Unesco has postponed an award it planned to give to Rosmah Mansor, the Malaysian prime minister’s wife, at the last minute in a sign of the growing international fallout from a corruption scandal engulfing the country’s leaders.
Irina Bokova, the Unesco director-general, wrote to Ms Rosmah this month saying Malaysia’s first lady was to receive the award at an event in New York this Thursday, according to the Malaysian government.
The award was to recognise efforts to counter extremism through the education system and honour the work of Permata, a Malaysian organisation that works with children and teenagers. Permata was founded by Ms Rosmah.
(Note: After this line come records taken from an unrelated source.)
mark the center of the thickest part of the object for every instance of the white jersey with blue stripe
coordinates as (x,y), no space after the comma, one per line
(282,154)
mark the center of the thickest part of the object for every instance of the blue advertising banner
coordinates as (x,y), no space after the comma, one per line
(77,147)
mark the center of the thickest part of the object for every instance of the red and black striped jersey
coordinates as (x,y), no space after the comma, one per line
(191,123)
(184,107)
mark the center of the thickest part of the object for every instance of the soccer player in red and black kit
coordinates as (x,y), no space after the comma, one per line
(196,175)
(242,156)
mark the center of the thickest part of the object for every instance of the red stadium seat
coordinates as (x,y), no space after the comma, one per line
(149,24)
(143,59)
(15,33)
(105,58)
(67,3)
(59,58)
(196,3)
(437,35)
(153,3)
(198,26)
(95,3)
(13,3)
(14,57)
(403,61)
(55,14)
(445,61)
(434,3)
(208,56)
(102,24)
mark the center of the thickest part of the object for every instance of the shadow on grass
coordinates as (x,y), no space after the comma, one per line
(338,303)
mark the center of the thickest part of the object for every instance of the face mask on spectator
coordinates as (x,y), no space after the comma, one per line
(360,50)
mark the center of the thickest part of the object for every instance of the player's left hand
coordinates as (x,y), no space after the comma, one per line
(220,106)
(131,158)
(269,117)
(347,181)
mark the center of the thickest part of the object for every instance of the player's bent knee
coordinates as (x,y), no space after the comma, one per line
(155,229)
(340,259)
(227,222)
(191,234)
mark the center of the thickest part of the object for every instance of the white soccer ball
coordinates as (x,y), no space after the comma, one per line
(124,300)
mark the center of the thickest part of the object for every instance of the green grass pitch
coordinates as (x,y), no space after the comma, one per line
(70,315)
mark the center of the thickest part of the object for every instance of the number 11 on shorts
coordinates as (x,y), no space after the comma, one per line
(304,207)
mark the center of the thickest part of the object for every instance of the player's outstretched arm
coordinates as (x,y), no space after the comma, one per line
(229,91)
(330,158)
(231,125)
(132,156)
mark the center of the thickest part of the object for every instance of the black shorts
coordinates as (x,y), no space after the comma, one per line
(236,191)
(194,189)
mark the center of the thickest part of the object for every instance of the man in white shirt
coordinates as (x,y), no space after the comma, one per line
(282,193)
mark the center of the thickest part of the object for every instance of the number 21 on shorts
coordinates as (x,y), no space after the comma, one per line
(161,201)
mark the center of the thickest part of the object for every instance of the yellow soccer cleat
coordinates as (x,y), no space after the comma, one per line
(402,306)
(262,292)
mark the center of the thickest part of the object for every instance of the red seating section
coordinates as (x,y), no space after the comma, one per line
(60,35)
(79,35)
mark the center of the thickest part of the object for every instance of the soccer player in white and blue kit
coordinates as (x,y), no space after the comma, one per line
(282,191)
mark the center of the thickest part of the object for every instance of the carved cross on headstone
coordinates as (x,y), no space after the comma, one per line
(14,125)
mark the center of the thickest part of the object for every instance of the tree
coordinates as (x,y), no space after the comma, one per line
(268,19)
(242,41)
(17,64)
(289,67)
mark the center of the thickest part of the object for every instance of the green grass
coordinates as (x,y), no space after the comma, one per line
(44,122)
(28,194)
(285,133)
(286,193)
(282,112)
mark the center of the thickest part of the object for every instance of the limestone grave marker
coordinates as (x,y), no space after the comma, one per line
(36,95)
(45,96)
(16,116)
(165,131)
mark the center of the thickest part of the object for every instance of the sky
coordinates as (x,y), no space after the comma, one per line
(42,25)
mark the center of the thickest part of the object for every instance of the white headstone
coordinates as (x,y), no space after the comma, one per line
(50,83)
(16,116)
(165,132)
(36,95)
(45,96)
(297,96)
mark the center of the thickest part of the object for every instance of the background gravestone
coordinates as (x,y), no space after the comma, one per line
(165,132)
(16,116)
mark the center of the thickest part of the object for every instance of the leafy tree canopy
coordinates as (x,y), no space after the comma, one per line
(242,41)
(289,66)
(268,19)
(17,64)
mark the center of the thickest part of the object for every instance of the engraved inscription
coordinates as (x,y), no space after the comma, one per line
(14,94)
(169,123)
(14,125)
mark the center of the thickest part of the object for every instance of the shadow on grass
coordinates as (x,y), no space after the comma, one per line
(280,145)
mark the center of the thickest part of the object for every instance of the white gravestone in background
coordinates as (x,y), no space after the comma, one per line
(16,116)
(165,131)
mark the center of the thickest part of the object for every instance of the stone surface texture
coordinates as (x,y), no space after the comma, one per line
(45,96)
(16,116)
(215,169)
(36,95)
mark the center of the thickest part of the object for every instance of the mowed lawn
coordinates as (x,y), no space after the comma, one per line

However, Malaysia’s ambassador to the UN was told in an email that it would be deferred to 2017 because of questions about Permata’s funding, according to a Malaysian government statement on Tuesday.
Questions surrounding the Malaysian prime minister and his family have intensified after US prosecutors outlined detailed allegations this summer concerning Malaysian state investment fund 1MDB.
While Najib Razak, Malaysia’s prime minister, was not identified by name in the US court documents, the description of “Malaysian Official 1” matches his personal details and responsibilities. US prosecutors say that this official received funds misappropriated from 1MDB. Mr Najib denies any wrongdoing.
Riza Aziz, Ms Rosmah’s son from a previous marriage, was named by US prosecutors in the court documents. He is co-founder of Red Granite, the film studio behind The Wolf of Wall Street, a Hollywood film allegedly produced with funds diverted from 1MDB. Red Granite denies wrongdoing and says it is co-operating with inquiries.
Malaysia’s leaders are battling severe international pressure over alleged large-scale corruption at the country’s state development fund
Tengku Sariffuddin, the Malaysian prime minister’s press secretary, said in a statement on Tuesday that Permata was funded by the Malaysian government under an allocation published in the government budget and approved by parliament.
“We deplore attempts to politicise the work of an exemplary organisation whose only aim is to improve the lives of children,” he said, adding that Ms Rosmah and Permata had now declined the award “to avoid any further distraction”.
Ms Rosmah is frequently a target of criticism on social media for her allegedly lavish lifestyle. Supporters of the prime minister dismiss these attacks as politically motivated.
Ms Bokova, who assumed leadership of Unesco in 2009, is running to be secretary-general of the UN.